Suze -- Did you get your final wish? More Buffy? :)

Elisabeth -- That's a good one. Maybe when the weather is colder, you could keep them on under your clothes. ;)

PW -- Aw, I hope Monster Baby gets better soon. And that B & J's goes on sale soon. :)

Candyland -- Silence is vastly underrated. I love silence. May you find some soon. :)

Demery -- Thank YOU for visiting, and sharing your wonderful wishes! :)

Elizabeth -- Oooh, Jetson's robots! I want those, too!

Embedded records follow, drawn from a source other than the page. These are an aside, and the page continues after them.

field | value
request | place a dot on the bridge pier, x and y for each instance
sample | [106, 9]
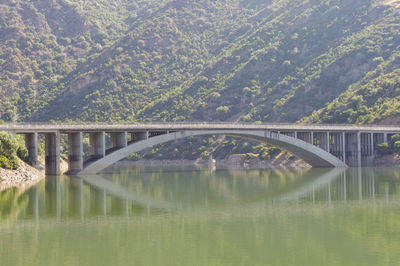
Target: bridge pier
[31, 143]
[75, 152]
[52, 153]
[136, 136]
[97, 145]
[119, 139]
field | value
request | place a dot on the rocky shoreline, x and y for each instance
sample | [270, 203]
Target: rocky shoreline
[24, 177]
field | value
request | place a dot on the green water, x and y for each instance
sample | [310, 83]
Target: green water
[187, 216]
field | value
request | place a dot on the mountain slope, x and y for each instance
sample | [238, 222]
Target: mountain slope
[330, 61]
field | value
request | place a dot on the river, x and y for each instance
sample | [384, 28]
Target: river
[188, 216]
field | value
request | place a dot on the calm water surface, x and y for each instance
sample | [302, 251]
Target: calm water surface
[187, 216]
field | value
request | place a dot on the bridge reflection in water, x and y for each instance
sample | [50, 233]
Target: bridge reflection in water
[157, 192]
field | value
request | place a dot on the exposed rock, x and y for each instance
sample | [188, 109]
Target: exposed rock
[25, 176]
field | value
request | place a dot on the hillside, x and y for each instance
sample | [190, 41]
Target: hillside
[330, 61]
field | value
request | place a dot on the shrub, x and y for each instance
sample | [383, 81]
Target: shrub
[383, 148]
[8, 151]
[395, 138]
[396, 146]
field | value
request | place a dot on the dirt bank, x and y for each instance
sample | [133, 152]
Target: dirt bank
[24, 177]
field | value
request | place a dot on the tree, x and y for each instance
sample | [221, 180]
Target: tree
[396, 147]
[8, 152]
[383, 148]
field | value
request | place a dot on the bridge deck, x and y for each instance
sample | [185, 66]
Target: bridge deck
[37, 127]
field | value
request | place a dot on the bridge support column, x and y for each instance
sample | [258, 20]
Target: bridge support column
[119, 140]
[52, 156]
[328, 141]
[372, 145]
[136, 136]
[97, 145]
[359, 161]
[31, 144]
[344, 147]
[75, 152]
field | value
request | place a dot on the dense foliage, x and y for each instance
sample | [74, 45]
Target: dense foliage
[10, 150]
[330, 61]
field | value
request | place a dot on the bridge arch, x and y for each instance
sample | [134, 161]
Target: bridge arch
[311, 154]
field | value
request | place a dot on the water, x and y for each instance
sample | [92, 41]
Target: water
[186, 216]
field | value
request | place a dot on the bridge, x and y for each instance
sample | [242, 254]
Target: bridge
[318, 145]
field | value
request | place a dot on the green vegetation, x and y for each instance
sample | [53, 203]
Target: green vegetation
[325, 61]
[10, 150]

And it's fun splashing in the shallow side, isn't it? ;)

A. S. Boudreau said...

my wishes...

I wish for..
you to like what I sent you, should be there tomorrow or Friday. lol

to get accepted fairly soon when I start querying again...

that i get a raise with this promotion...

that we see the flip side now with both of us working...

and I have an impossible wish, i always wish that I could have had more time with my Dad, but ya... that's impossible..

I love your wishes Linda. :) Thanks for letting us share ours

Linda G. said...

A.S. -- I'm sure I'll love my prizes. I hope you get your other wishes (the possible ones), too. :)

Sierra Godfrey said...

I like your wishes. I have no problem whatsoever with them being shallow.

I wish for a clear head. Mine is full of cotton right now. (Not literally).